I spotted a Western Spotted (get it? I'm on a roll today!) Turtle on a log.



These next few are misc. animals and plants (ie kelp, starfish, snails, etc)













They also had 3 sea otters.





And last but definitely not least,
*drum roll*
The sea turtle! 









I forgot to include the art exhibit! 
All the art is "save the planet; recycle" style- art, so they are made 100% of plastic. 







The end! 
 
Tiffany.


----------



## wellington (Mar 17, 2014)

Very cool. Glad you had a good time. Very witty commentary too.


----------



## Jacqui (Mar 17, 2014)

I visited there, when they first opened because they had sea turtles. At the time I think it was two. I thought it was a pretty nice place. Glad you enjoyed yourself.


----------



## jaizei (Mar 17, 2014)

tffnytorts said:


> I've always had a thing for octopi.



[video=youtube]http://www.youtube.com/watch?v=wFyY2mK8pxk[/video]


----------



## T33's Torts (Mar 17, 2014)

Ignorant slob... LMAO! That is literally one of the best videos I've seen. 




wellington said:


> Very witty commentary too.


----------



## Jacqui (Mar 17, 2014)

jaizei said:


> tffnytorts said:
> 
> 
> > I've always had a thing for octopi.
> ...



I did not know this!


----------



## Barista5261 (Mar 17, 2014)

Very cool! I've always loved aquariums and zoos. Were my favorite places to go when I was little. Still are [FACE WITH STUCK-OUT TONGUE AND WINKING EYE] 

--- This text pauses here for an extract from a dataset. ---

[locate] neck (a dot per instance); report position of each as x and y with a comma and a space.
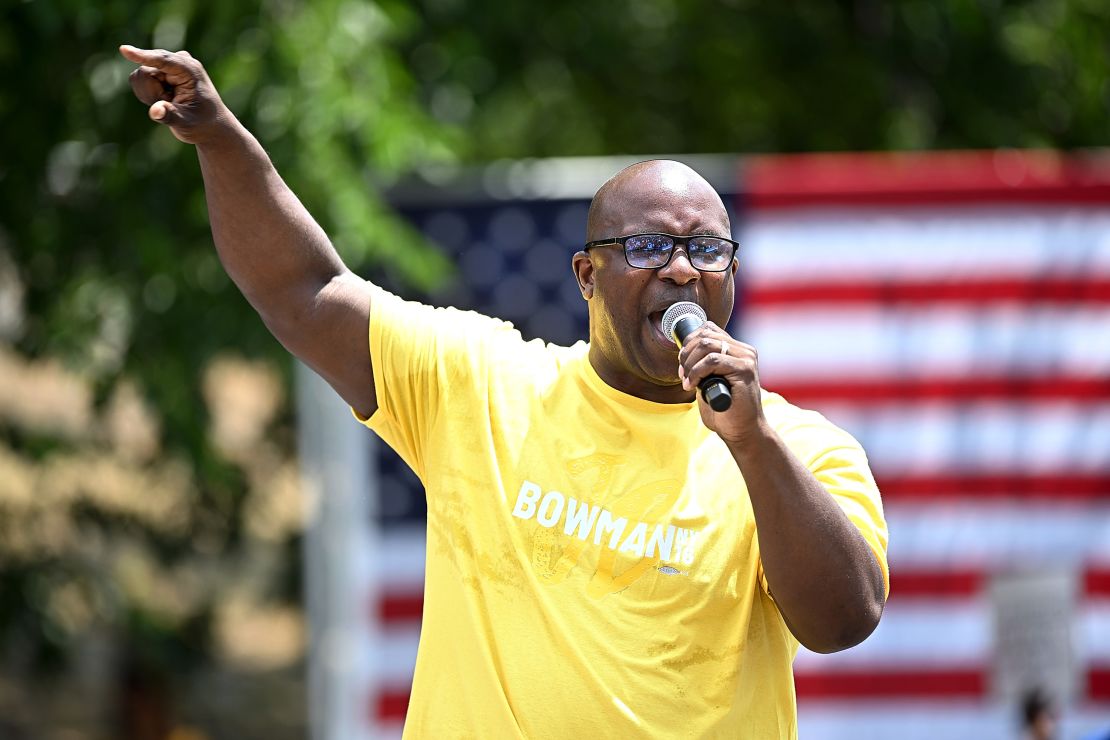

I always think of the sea turtle Crush from Finding Nemo now whenever I see one.


----------



## mike taylor (Mar 17, 2014)

Love the pictures! Lmfao at the video!


----------



## T33's Torts (Mar 17, 2014)

*Re: RE: Monterey Bay Aquarium Pictures*



Barista5261 said:


> I always think of the sea turtle Crush from Finding Nemo now whenever I see one.



Funny you mention so!, I saw him and Derek goes "Hey look- its Crush."


----------



## Barista5261 (Mar 17, 2014)

tffnytorts said:


> Barista5261 said:
> 
> 
> > I always think of the sea turtle Crush from Finding Nemo now whenever I see one.
> ...



Hahahahaha. "Duuuuuuuuuuuude!"


----------



## bouaboua (Mar 17, 2014)

Ahhhhhhhhhhhhhhh

This is my backyard. I love that place.


----------



## T33's Torts (Mar 17, 2014)

I love it too Bouaboua!


----------